Но важнее сейчас было другое… То, как Кирилл смотрел на неподражаемый оригинал своей любви.
Неверие в его глазах смешалось с радостью. Нет, он не смотрел на нее – он пожирал взглядом. И я чувствовала себя так, будто в этот самый момент стремительно таю на глазах, почти что перестаю существовать.
– Юля? – выдохнул он и столь многое звучало в его голосе… точно это было не имя, а молитва.
И я больше не могла этого выносить.
– Значит, мне померещилось? – спросила язвительно, вставая между мужем и его бывшей. Напоминая себе из последних сил, что настоящая и законная теперь – я. И сознавая каждой клеточкой мозга, каждой точкой тела и уголком сердца: этот момент сейчас решит все.
– Так прогони ее, раз это всего лишь… выдумка, – добавила требовательно, ощущая, как подступает, накрывает, неминуемо подкатывает после всего пережитого, истерика.

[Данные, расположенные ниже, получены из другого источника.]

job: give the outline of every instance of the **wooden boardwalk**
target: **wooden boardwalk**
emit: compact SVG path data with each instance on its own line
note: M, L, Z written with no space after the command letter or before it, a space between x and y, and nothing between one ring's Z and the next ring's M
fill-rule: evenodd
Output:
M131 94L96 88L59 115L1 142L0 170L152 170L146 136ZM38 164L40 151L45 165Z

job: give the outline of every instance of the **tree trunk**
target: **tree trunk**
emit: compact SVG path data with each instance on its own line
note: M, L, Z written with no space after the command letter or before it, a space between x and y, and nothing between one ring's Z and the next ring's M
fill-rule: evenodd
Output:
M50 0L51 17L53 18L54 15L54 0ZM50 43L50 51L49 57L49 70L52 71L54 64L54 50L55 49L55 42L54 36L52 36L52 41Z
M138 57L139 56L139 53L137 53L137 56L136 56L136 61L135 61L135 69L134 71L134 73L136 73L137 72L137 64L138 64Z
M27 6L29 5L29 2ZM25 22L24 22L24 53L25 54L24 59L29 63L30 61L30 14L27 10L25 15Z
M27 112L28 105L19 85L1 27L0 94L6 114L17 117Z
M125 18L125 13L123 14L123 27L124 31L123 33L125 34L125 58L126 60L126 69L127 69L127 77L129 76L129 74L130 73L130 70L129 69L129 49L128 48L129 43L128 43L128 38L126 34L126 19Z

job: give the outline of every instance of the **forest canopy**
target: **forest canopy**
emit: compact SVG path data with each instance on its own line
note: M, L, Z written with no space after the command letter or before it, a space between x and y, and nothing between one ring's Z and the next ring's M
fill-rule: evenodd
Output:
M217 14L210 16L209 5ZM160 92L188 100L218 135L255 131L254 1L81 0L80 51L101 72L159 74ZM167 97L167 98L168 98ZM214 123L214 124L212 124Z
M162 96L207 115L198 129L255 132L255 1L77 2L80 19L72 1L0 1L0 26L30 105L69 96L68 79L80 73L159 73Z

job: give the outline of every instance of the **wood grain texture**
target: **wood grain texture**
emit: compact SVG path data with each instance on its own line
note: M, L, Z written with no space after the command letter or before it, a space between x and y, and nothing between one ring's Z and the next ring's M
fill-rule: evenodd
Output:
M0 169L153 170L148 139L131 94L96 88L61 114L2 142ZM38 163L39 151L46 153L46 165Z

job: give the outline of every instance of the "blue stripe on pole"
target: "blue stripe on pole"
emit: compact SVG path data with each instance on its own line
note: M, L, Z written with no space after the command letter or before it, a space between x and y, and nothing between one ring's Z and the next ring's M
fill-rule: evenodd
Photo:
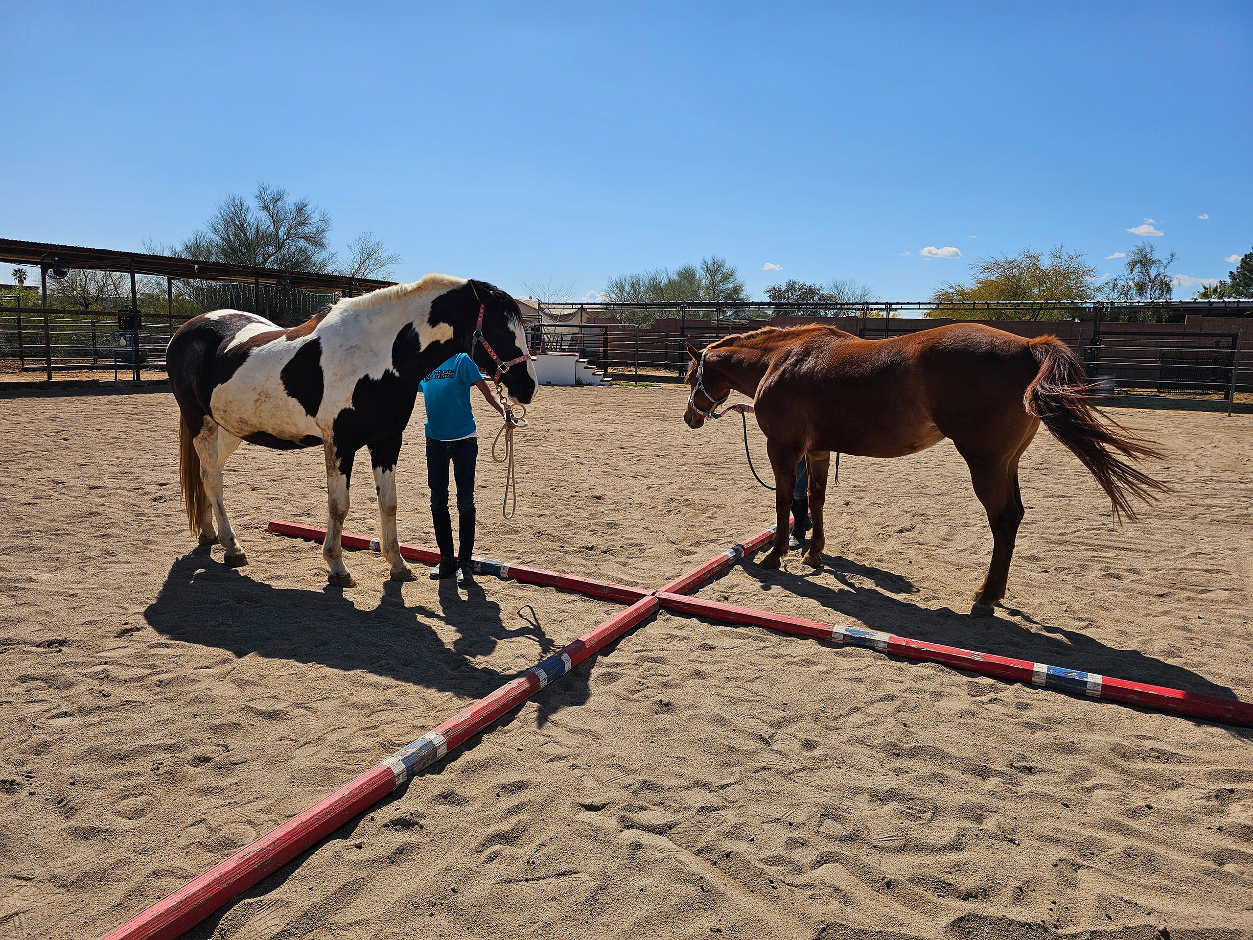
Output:
M400 761L405 765L405 773L412 777L419 771L425 770L439 761L447 752L447 744L444 741L444 736L436 734L432 731L429 734L424 734L417 741L402 747L392 755L392 761ZM395 767L395 765L392 766Z
M548 681L553 682L553 679L560 676L565 676L566 662L568 661L565 659L565 657L563 657L560 653L556 653L554 655L550 655L548 659L541 662L535 668L543 669L544 674L548 676Z
M883 633L881 630L863 630L860 627L843 627L841 628L843 633L843 642L853 647L866 647L867 649L877 649L883 652L887 649L887 642L891 639L891 634ZM840 639L838 637L833 637Z
M1045 688L1056 688L1081 696L1088 693L1088 673L1079 669L1063 669L1060 666L1050 666L1044 681Z
M509 565L504 561L495 561L490 558L476 558L474 560L475 574L494 574L497 578L509 577Z

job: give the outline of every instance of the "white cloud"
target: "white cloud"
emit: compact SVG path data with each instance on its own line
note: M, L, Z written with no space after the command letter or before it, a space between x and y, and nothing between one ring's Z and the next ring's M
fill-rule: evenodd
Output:
M1217 277L1193 277L1192 274L1175 274L1170 278L1170 283L1175 287L1182 287L1185 291L1195 291L1198 287L1209 287L1210 285L1217 285Z

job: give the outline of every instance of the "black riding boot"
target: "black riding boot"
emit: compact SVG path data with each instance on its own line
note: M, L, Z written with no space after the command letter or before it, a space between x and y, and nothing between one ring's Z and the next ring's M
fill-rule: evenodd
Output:
M457 513L457 584L474 584L474 510Z
M804 548L804 534L809 531L809 500L792 500L792 535L788 536L787 546L792 551Z
M435 525L435 544L440 546L440 563L431 569L432 582L442 578L451 578L457 572L456 561L452 556L452 516L449 508L436 509L431 506L431 521Z

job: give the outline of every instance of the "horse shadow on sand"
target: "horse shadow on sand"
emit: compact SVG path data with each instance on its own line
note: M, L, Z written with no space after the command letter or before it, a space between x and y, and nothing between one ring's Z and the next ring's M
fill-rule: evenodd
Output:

Я успела уловить насмешливо-жалостливый взгляд Юли, адресованный мне, прежде, чем Кирилл без лишних слов передал мне малышку Лили и коротко бросил, точно собаке:
– Уйди, Софи.
Эти слова не просто ранили – они меня уничтожили.
– Что? – переспросила помертвевшими губами.
– Уйдите наверх!
И, более не добавляя ни слова, он схватил Юлю за руку и повел в сторону своего кабинета. А я осталась стоять там же, где он меня оставил: униженная, разбитая, едва живая.
Тонкий жалобный вой сорвался с губ. Еле чувствуя ноги, я отступила к дивану и рухнула на него. В ушах шумело, сердце билось надрывно, словно отсчитывая последние минуты, и весь мир словно перестал существовать. Как и я сама.
Но вот Лили вдруг заплакала: горько, громко, отчаянно, и этот звук привел меня в чувство. Моя девочка! Она нуждалась во мне, а значит, я не имела права расклеиваться. Не должна была впадать в саможаление, потому что от меня зависела моя дочь.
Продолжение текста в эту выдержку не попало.